I wanted to laugh out loud. My door IS horrendous. It needs to be sanded, re-stained and sealed, plus the stained glass needs to be replaced for the third time, but I laughed at the ironic moment. Here I am, standing at my front door in the city that seems to invite every interruption imaginable and this solicitor is using my ugly front door as the very excuse to stand there intruding upon my life.

"Not interested, I like my ugly door."

One day day very soon I'll be able to better hold onto my sanity and prereserve my peace behind the country ugly front door.


Rae said...

You can't beat being out in the middle of nowhere! I love that I can actually see stars at our place, and no solicitor is going to drive down our long dirt driveway past multiple "no trespassing/private property" signs. :) Ahhh... The joys of living in the country.

Lana from Farm Life Lessons said...

My husband is on vacation this week and he never ceases to be amazed at how many solicitors we have. The city next to us has a city ordinance against door to door solicitation and I sure do wish we would have the same!! But, you are right about being in the country and enjoying the stars and not having to worry about anyone trespassing without doing some serious thinking about what they might confront. Here...people just go up to your door and don't want to take "no" for an answer. It certainly does toughen you up after a while, but I'd rather spend that extra energy doing something on my land!

LindaG said...

Hubby is the same way as you. He can't wait to get back to our property. Don't get me wrong. In spite of all the work, I love it, too. But it's $2000 +or- every trip we make.

To make him happy, we are going more short trips to mow if nothing else.
To make me happy, we leave on payday. Both boys work part time. I pay the bills before we leave and they are responsible for feeding themselves.

On your property (which is much larger than ours ;-) ) you can do as my other blog friends do, who have huge property. Go out in your peejays. ;-)

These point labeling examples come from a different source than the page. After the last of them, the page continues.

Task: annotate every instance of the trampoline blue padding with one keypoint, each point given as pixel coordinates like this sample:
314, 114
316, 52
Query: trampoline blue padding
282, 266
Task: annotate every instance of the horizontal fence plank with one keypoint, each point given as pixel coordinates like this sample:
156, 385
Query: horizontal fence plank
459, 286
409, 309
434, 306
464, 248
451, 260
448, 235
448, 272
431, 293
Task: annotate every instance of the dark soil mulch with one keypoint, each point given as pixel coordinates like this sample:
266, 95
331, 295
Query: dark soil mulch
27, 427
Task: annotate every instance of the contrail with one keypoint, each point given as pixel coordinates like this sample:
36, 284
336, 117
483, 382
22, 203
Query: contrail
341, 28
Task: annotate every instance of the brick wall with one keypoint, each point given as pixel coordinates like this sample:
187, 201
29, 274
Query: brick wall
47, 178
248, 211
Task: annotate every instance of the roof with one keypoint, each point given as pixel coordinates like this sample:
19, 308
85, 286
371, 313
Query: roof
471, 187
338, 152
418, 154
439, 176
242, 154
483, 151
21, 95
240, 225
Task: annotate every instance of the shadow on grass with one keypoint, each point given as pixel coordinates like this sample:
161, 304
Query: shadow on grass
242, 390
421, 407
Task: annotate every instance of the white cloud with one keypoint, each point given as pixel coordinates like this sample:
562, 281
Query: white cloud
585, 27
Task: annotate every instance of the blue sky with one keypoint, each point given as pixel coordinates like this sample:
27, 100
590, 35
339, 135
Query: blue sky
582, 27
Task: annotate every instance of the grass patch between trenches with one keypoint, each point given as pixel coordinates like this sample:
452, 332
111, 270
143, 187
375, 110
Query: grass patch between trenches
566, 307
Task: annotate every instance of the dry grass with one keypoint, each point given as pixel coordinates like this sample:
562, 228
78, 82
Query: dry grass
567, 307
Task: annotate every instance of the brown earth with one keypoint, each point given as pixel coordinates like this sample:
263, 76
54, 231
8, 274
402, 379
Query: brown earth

I do know how you feel though. *hugs* ♥

LindaG said...

P.S. To me, cities like Houston are only good to visit, because of all the stuff that people like about cities; but I prefer going 'home' again.
Have never lived in a really big city. :)

Lana from Farm Life Lessons said...

Linda...we've not yet gotten into the expensive stuff, well, that's not completely true, we have spent several thousands of dollars, but the past two years we've been going with our regular equipment and are just trying to keep the area mowed, the tent site kept clear and fallen trees burned or cut up for wood. But, it is so very expensive. As we all know - especially with gas prices, that cost eats us up since we are driving a truck that is pulling a trailer loaded down with farm equipment. I wonder what stage you guys are at with your land?